Lately, many notable historians and political commentators have been comparing our own time to the ominous prelude to World War II. Herbert London, renowned historian and President of Hudson Institute declared, “we are back in 1940” (4) as global terrorist attacks, proclamations of Jihad, the threat of a nuclear Iran, fatwas against the West and the annihilation of Israel are broadcast from the Middle East on a daily basis. Other historians compare these times to Germany in 1938, when Neville Chamberlain appeased Hitler while Nazi tanks thundered across Europe. Charles Krauthammer, concluding from the current alarming trends that the lessons of the Holocaust are still unlearned, he recounted the apprehension of Bernard Lewis, the world’s preeminent Middle East scholar saying he “confessed that for the first time he feels it is 1938 again….in 1938, in the face of the gathering storm -- a fanatical, aggressive, openly declared enemy of the West, and most determinedly of the Jews -- the world did nothing”. (5)

How could Germany, the home of Goethe, Bach and Beethoven in the heart of advanced European civilization, boasting the world’s highest literacy rate and most highly industrialized economy and a haven for the persecuted Jews of Eastern Europe, give rise in a matter of years to the one of the most barbaric, evil political regimes in human history dedicated to the total extermination of every single Jew in Europe? How did a madman like Hitler, a nobody in 1923, become the Chancellor of Germany in 10 years? How did the Nazis impose their will with astonishing ease on such a highly civilized nation leading the population to willingly, with little or no opposition, participate in institutionalized mass murder?

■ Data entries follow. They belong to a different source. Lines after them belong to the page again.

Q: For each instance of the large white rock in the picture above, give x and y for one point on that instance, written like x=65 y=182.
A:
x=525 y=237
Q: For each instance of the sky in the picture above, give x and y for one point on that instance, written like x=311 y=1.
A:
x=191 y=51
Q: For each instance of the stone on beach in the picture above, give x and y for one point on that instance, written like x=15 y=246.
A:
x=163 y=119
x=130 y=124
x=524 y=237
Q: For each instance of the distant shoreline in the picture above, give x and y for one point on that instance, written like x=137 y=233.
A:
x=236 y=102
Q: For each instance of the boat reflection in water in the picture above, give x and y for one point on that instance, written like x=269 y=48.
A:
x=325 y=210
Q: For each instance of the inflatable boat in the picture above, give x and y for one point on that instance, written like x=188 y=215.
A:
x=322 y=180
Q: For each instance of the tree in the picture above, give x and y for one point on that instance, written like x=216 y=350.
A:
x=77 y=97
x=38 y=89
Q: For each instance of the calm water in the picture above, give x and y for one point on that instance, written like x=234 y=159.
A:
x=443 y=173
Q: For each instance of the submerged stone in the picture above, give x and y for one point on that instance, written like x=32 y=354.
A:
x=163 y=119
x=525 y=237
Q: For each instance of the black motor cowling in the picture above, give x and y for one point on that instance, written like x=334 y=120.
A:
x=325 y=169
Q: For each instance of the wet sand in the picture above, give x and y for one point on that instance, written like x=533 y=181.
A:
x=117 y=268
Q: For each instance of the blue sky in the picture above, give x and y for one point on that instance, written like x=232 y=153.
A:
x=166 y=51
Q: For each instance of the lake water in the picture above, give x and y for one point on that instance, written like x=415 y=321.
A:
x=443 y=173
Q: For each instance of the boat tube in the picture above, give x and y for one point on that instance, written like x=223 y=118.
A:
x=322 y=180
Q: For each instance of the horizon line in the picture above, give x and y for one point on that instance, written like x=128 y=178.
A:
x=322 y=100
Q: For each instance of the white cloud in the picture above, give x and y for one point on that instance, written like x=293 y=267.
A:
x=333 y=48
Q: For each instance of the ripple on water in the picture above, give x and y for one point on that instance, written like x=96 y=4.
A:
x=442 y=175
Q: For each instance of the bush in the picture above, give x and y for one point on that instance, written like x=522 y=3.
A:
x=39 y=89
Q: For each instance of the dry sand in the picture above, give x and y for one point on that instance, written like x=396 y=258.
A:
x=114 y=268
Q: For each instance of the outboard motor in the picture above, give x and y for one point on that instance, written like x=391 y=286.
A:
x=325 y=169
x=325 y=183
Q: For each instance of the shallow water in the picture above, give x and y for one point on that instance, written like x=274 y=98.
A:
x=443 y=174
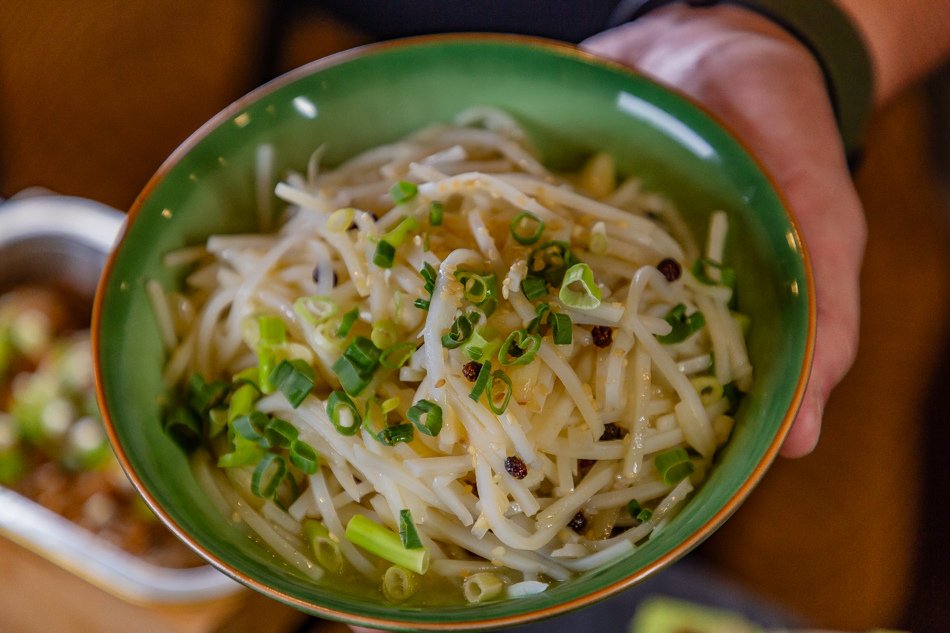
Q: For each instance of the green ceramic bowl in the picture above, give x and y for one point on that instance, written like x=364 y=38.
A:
x=571 y=104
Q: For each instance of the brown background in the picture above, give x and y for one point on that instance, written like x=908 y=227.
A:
x=94 y=95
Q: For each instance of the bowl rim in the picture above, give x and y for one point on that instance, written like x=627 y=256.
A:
x=558 y=48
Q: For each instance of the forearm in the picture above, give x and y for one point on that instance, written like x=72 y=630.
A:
x=906 y=39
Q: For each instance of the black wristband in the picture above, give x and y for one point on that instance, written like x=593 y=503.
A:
x=828 y=33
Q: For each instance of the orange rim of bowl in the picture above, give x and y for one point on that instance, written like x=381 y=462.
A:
x=665 y=559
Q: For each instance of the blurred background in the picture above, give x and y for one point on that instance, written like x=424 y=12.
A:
x=95 y=94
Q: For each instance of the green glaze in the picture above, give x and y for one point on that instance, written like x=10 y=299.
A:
x=571 y=105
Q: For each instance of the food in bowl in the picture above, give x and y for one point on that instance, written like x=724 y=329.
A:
x=53 y=447
x=452 y=375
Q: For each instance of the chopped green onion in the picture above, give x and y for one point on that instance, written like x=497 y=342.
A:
x=396 y=356
x=435 y=213
x=403 y=191
x=400 y=233
x=427 y=416
x=534 y=326
x=674 y=465
x=181 y=425
x=598 y=239
x=428 y=275
x=482 y=344
x=247 y=376
x=384 y=255
x=245 y=453
x=272 y=331
x=325 y=549
x=399 y=584
x=392 y=435
x=562 y=328
x=280 y=433
x=294 y=379
x=242 y=400
x=481 y=382
x=461 y=330
x=316 y=309
x=384 y=333
x=390 y=404
x=304 y=457
x=526 y=228
x=479 y=290
x=727 y=276
x=363 y=353
x=683 y=325
x=340 y=220
x=346 y=323
x=407 y=530
x=351 y=378
x=482 y=587
x=343 y=413
x=267 y=476
x=587 y=296
x=251 y=427
x=217 y=421
x=709 y=389
x=386 y=544
x=533 y=287
x=519 y=348
x=499 y=393
x=550 y=261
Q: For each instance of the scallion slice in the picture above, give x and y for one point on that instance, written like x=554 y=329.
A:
x=436 y=210
x=316 y=309
x=480 y=290
x=267 y=476
x=251 y=427
x=578 y=288
x=294 y=379
x=526 y=228
x=280 y=433
x=499 y=393
x=304 y=457
x=519 y=348
x=346 y=323
x=385 y=254
x=674 y=465
x=461 y=330
x=427 y=416
x=683 y=325
x=562 y=329
x=392 y=435
x=533 y=287
x=343 y=413
x=407 y=530
x=386 y=544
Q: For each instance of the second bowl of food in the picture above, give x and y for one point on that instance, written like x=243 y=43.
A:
x=457 y=332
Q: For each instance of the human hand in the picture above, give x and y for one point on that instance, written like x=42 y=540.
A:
x=770 y=91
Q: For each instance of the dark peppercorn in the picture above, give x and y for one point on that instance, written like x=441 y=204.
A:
x=316 y=276
x=611 y=432
x=670 y=269
x=603 y=335
x=515 y=467
x=470 y=370
x=578 y=523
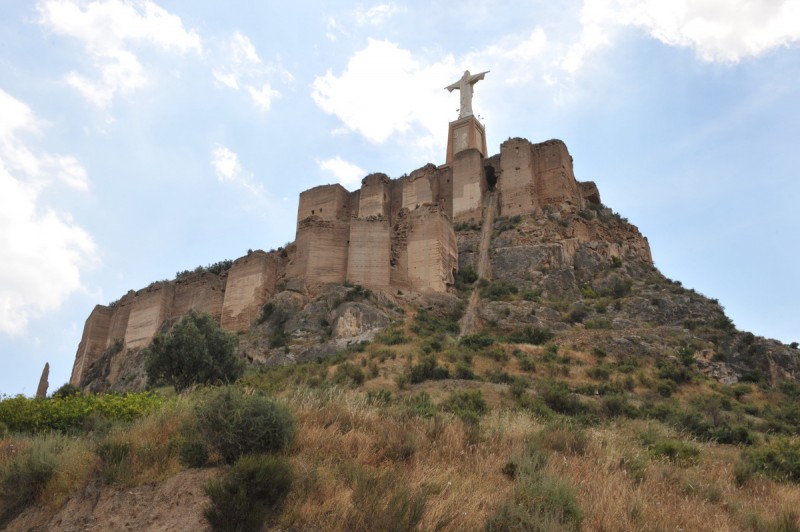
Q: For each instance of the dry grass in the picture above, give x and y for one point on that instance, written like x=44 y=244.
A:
x=354 y=462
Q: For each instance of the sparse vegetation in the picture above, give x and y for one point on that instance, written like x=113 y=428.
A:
x=195 y=351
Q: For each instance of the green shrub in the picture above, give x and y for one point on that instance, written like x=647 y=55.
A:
x=476 y=342
x=420 y=405
x=196 y=350
x=72 y=412
x=498 y=291
x=193 y=453
x=468 y=405
x=540 y=502
x=248 y=494
x=66 y=390
x=557 y=397
x=675 y=451
x=348 y=374
x=529 y=335
x=779 y=460
x=465 y=278
x=427 y=369
x=391 y=336
x=235 y=424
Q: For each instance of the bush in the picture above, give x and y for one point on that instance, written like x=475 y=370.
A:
x=235 y=424
x=530 y=335
x=66 y=390
x=195 y=351
x=253 y=489
x=476 y=341
x=675 y=451
x=427 y=369
x=779 y=460
x=498 y=290
x=540 y=502
x=468 y=405
x=348 y=374
x=23 y=414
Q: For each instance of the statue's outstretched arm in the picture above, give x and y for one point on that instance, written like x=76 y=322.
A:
x=477 y=77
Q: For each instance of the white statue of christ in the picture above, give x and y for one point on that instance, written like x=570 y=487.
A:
x=464 y=86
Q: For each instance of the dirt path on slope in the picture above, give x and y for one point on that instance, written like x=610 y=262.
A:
x=483 y=266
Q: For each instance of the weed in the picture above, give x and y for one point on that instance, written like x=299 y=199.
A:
x=235 y=424
x=248 y=494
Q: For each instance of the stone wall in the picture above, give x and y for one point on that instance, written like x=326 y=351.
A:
x=326 y=202
x=387 y=234
x=149 y=312
x=203 y=293
x=369 y=252
x=251 y=280
x=322 y=247
x=432 y=250
x=537 y=175
x=469 y=186
x=93 y=341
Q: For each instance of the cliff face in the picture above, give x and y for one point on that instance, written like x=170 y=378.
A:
x=579 y=265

Scholars have focused on the legacy of Prussian militarism, the dislocations of the Great Depression, the severity of the humiliating treaty of Versailles, Goebbels’ massive propaganda campaign, or the continuing hold of medieval Christian antisemitism. But I believe that the sudden rise of Hitler, the atrocities of World War II, and the Holocaust were the direct result of decades of indoctrination in mythical nationalism and racialist ideologies by German universities, indoctrination that parallels the current work of American universities with respect to identity politics, multiculturalism, deconstructionism, scholar-activism and education for social justice. What happened in Germany in the prewar period is, therefore, a cautionary tale.